La niña llevaba allí un buen rato. A unos pasos de la cabecera de la cuna, agarrando al peluche de una mano, observaba por entre los barrotes a su hermano.
El pequeño respiraba tranquilo, bocarriba, brazos y piernas separados, expuesto al mundo.
Era tan frágil. Y sin embargo, iba a salvarle la vida. Sus padres se lo había explicado, varias veces y de varias formas, a lo largo de sus siete años. Era un niño especial. Con súper poderes, le dijeron una vez. Algo había en su sangre que serviría para curarla.
De hecho, ya le habían puesto un poco de esa sangre. Hace un año, cuando nació su hermano. Recordó ese día en el que, mientras la pinchaban, se concentró en sentir que su cuerpo sanaba. Pero no sanó. Ya eres mayor, le dijeron, y la sangre de tu hermano no tiene la fuerza suficiente.
Las atenciones continuaron. Los mimos y los desvelos de sus padres no cesaron pero algo había cambiado. Dejaron de ser constantes.

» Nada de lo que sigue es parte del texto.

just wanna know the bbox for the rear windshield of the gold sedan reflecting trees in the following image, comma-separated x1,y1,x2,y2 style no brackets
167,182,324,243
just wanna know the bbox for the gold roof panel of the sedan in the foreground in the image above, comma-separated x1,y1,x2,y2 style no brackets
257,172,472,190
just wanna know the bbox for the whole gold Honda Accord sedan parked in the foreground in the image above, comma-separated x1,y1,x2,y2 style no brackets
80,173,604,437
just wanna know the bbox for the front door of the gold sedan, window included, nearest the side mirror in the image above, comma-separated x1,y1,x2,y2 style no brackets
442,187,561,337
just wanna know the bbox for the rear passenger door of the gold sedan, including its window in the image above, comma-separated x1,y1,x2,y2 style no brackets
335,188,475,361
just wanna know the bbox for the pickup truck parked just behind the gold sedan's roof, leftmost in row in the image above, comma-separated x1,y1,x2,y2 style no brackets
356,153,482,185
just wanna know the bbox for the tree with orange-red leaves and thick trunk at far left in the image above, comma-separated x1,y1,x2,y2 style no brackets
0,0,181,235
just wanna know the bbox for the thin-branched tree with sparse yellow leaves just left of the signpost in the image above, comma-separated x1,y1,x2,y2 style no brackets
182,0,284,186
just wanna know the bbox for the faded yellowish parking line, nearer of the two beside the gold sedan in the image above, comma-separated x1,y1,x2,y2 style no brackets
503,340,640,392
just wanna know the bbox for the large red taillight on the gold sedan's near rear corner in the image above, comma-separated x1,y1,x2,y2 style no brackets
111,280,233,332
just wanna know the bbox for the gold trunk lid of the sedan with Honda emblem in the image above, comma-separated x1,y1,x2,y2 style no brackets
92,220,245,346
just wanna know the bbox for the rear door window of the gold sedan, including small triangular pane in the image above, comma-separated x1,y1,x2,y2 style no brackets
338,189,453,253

Ahora había una luz siempre encendida en la habitación de su hermano.
Había venido por ella, así que al principio no le preocupó. Era a ella a quien querían, por eso había nacido. Pero pronto sintió que tenía que compartir los afectos, que el tiempo del baño se acortaba, que los abuelos buscaban al bebé mientras la besaban, que algunos días tenía que desayunar sola.
Su hermano iba a curarla. Le debería la vida. Se haría mayor, podría ir jugar a cualquier cosa con sus amigas, quedarse a comer o a dormir en sus casas. No tendría novio porque le daban asco los besos. Tampoco tendría hijos porque eso era una guarrería y, además, no quería tener hijos enfermos. Como ella.

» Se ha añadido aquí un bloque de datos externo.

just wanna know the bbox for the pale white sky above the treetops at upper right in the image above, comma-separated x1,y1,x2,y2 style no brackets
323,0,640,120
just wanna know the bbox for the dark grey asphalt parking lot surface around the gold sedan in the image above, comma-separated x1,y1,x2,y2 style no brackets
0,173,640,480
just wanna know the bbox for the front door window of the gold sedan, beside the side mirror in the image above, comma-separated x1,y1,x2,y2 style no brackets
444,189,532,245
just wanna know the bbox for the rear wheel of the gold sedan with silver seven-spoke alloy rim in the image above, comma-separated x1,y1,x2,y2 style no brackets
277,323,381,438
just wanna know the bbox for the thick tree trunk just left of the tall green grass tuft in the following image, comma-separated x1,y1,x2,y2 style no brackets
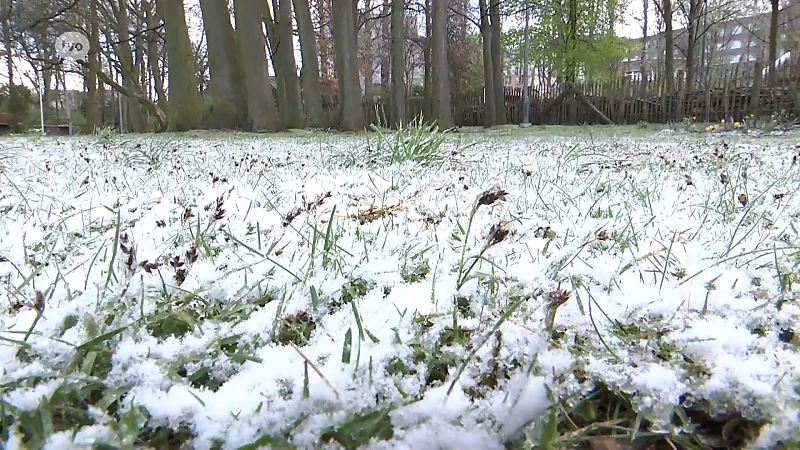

¿Por qué no estaba enfermo su hermano? ¿Por qué quisieron papá y mamá que ella sí lo estuviese? Le repetían que la querían muchísimo, que era su vida. Pero era ella la enferma, no su hermano. ¿Y si le quisieran más a él? Por ser tan especial.
Se acercó a la cabecera de la cuna y miró hacia abajo. El niño sacudió los pies, abrió y cerró los deditos de las manos y, por un segundo, pareció dejar de respirar. Suspiró. Estaba soñando.
La niña colocó una mano sobre los labios entreabiertos del pequeño y buscó sentir su aliento.
Mañana cumpliría un año y ella le iba a regalar su oso de peluche favorito. A partir de mañana ya sería lo bastante fuerte como para que le pudieran sacar esa cosa de la médula que se necesitaba para curarla. Para siempre. Y ya estaría salvada.
Levantó el oso de peluche sobre la cabecita del niño. Haría que el oso le diese un abrazo. Comenzó a bajarlo lentamente sobre su cara.
Se abrió la puerta de la habitación. Nunca había visto aquella mirada en su padre. Había crecido pensando que su padre no tenía miedo de nada.
Lanzó el oso a los pies de la cuna. Su hermano despertó sobresaltado y rompió a llorar.
Mientras su padre se abalanzaba sobre la cuna, abandonó la habitación habiendo descubierto que su padre tenía miedo de los osos.